Macron au Mali : « L'opération Barkhane ne s'arrêtera que le jour où il n'y aura plus de terroristes islamistes dans la région » + une analyse....

Nous n'en avons pas fini avec les interventions « contre » le terrorisme, puisqu'en coupant une tête, il en pousse deux..

Emmanuel Macron a expliqué devant la presse à Gao, au Mali, que « l'opération Barkhane ne s'arrêtera que le jour où il n'y aura plus de terroristes islamistes dans la région ». Le président de la République, qui est aussi chef des armées, a tenu une conférence de presse vendredi 19 mai dans le sable du camp de l'ONU à Gao, au nord du pays, le camp de base de  l'opération militaire française contre les terroristes jihadistes du Sahel.

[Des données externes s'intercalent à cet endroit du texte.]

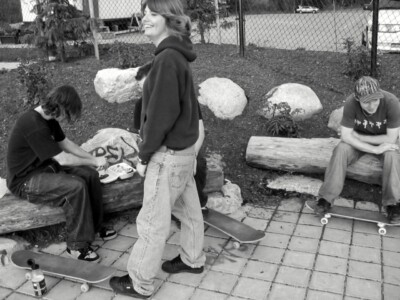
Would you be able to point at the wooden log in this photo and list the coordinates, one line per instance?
(17, 214)
(307, 156)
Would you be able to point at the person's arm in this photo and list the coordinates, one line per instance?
(73, 155)
(390, 137)
(350, 137)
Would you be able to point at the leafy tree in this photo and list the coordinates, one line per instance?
(56, 23)
(204, 13)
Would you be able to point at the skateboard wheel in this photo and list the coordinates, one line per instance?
(84, 287)
(236, 245)
(28, 275)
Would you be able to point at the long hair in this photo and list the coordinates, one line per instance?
(177, 22)
(63, 99)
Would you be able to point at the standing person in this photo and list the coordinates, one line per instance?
(45, 167)
(169, 130)
(370, 124)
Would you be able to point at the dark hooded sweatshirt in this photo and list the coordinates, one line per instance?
(170, 114)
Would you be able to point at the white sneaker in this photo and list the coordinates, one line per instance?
(86, 254)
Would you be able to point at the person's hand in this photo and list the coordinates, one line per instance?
(101, 163)
(382, 148)
(141, 169)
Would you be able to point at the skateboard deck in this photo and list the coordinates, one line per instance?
(239, 231)
(83, 271)
(354, 214)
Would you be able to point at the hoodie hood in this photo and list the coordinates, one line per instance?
(182, 45)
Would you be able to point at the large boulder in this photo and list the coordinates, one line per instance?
(335, 118)
(117, 85)
(117, 145)
(298, 96)
(223, 97)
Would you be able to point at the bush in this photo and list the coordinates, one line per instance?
(34, 78)
(281, 122)
(358, 62)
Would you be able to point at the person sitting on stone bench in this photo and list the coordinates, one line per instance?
(370, 124)
(45, 167)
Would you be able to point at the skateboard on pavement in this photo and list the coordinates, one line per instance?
(239, 231)
(83, 271)
(354, 214)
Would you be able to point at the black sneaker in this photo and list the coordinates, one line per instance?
(177, 266)
(107, 234)
(393, 212)
(322, 206)
(123, 285)
(86, 254)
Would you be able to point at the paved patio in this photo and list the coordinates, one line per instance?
(298, 259)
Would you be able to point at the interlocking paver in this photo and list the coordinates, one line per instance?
(284, 292)
(318, 295)
(298, 259)
(365, 270)
(260, 270)
(391, 275)
(250, 288)
(268, 254)
(364, 289)
(327, 282)
(281, 227)
(275, 240)
(219, 282)
(367, 240)
(303, 244)
(293, 276)
(308, 231)
(365, 254)
(331, 264)
(334, 249)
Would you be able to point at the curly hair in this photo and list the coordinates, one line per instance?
(63, 99)
(172, 10)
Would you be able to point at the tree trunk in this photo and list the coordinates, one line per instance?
(307, 156)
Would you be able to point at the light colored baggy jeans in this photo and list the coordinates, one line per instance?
(169, 186)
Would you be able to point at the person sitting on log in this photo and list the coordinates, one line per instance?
(370, 124)
(45, 167)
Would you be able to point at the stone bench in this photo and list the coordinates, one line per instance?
(17, 214)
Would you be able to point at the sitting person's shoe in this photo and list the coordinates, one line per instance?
(86, 254)
(393, 212)
(177, 265)
(322, 206)
(123, 285)
(107, 234)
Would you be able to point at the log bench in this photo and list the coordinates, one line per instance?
(307, 156)
(17, 214)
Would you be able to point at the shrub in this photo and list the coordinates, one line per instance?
(281, 122)
(358, 60)
(34, 78)
(127, 55)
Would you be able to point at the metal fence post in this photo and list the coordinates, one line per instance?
(241, 29)
(374, 44)
(93, 27)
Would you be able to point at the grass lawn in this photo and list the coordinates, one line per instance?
(257, 73)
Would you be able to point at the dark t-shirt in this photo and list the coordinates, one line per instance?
(386, 116)
(33, 142)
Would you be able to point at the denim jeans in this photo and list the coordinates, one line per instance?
(78, 191)
(169, 187)
(343, 156)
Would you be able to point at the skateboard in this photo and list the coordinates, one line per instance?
(354, 214)
(82, 271)
(239, 231)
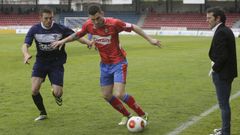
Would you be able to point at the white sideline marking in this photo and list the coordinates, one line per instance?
(195, 119)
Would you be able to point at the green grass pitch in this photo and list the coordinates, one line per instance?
(170, 83)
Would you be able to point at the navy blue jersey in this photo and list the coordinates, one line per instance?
(43, 39)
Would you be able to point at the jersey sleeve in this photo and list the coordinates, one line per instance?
(67, 31)
(83, 31)
(123, 26)
(30, 36)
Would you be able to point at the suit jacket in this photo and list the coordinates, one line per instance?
(223, 53)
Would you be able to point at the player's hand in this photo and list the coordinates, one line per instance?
(26, 58)
(155, 42)
(57, 44)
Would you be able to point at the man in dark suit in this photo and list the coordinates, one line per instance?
(224, 64)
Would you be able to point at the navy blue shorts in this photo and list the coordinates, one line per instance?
(111, 73)
(55, 72)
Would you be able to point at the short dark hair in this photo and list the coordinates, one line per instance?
(92, 10)
(218, 11)
(45, 10)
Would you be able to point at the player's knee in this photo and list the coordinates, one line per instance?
(35, 92)
(119, 95)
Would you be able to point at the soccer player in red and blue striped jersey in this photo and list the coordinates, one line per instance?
(113, 65)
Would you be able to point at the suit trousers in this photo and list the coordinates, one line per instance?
(223, 91)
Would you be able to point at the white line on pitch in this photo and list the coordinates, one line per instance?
(195, 119)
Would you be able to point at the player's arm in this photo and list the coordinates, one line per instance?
(60, 43)
(87, 42)
(26, 55)
(140, 32)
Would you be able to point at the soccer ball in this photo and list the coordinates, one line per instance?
(136, 124)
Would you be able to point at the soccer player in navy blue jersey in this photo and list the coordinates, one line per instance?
(49, 61)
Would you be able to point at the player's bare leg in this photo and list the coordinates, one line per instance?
(37, 98)
(57, 92)
(128, 99)
(115, 102)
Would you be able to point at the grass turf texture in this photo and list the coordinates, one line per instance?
(170, 83)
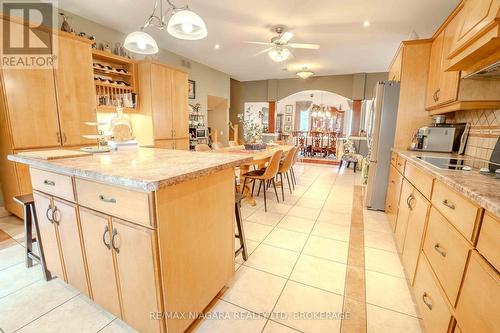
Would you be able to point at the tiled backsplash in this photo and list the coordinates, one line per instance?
(484, 133)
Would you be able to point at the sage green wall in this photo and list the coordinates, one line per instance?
(353, 86)
(208, 80)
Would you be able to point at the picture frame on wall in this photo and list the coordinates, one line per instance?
(191, 89)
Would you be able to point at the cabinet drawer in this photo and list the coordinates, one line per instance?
(447, 253)
(458, 210)
(130, 205)
(479, 301)
(420, 179)
(431, 303)
(394, 159)
(53, 183)
(487, 243)
(400, 164)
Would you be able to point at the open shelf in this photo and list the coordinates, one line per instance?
(110, 92)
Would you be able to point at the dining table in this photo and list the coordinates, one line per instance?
(259, 160)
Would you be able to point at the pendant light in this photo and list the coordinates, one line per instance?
(183, 24)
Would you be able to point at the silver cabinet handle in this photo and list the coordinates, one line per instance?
(408, 201)
(439, 249)
(116, 248)
(56, 215)
(424, 299)
(106, 231)
(449, 204)
(50, 218)
(108, 200)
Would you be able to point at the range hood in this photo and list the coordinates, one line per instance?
(490, 72)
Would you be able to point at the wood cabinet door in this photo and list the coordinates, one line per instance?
(75, 90)
(182, 144)
(403, 215)
(96, 231)
(476, 15)
(65, 216)
(31, 103)
(180, 105)
(435, 67)
(414, 232)
(161, 104)
(393, 193)
(48, 233)
(449, 81)
(135, 250)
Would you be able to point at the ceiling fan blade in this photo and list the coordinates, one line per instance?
(305, 46)
(263, 51)
(285, 37)
(259, 43)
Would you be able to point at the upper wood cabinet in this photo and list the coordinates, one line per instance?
(180, 105)
(161, 101)
(75, 90)
(476, 42)
(164, 98)
(446, 92)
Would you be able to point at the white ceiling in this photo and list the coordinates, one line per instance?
(346, 46)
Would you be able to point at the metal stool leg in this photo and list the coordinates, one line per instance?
(241, 233)
(46, 274)
(28, 236)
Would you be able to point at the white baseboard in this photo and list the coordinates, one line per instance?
(4, 212)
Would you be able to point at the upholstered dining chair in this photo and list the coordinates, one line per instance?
(265, 176)
(217, 145)
(202, 147)
(285, 167)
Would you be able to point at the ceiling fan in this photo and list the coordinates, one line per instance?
(279, 46)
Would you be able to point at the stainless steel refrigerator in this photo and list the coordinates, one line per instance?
(380, 141)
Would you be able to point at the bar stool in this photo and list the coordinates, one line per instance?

« Je veux que tout ce qui est inscrit dans les accords d'Alger soit appliqué »

Emmanuel Macron insiste sur le respect de la feuille de route politique par les partenaires africains dans ce conflit. « Moi, ce que je veux, c'est une exigence sans doute renforcée à l'égard des Etats du Sahel et de l'Algérie, pour que tout ce qui est inscrit dans les accords d'Alger soit appliqué et pour que la responsabilité de tous et toutes soit prise. »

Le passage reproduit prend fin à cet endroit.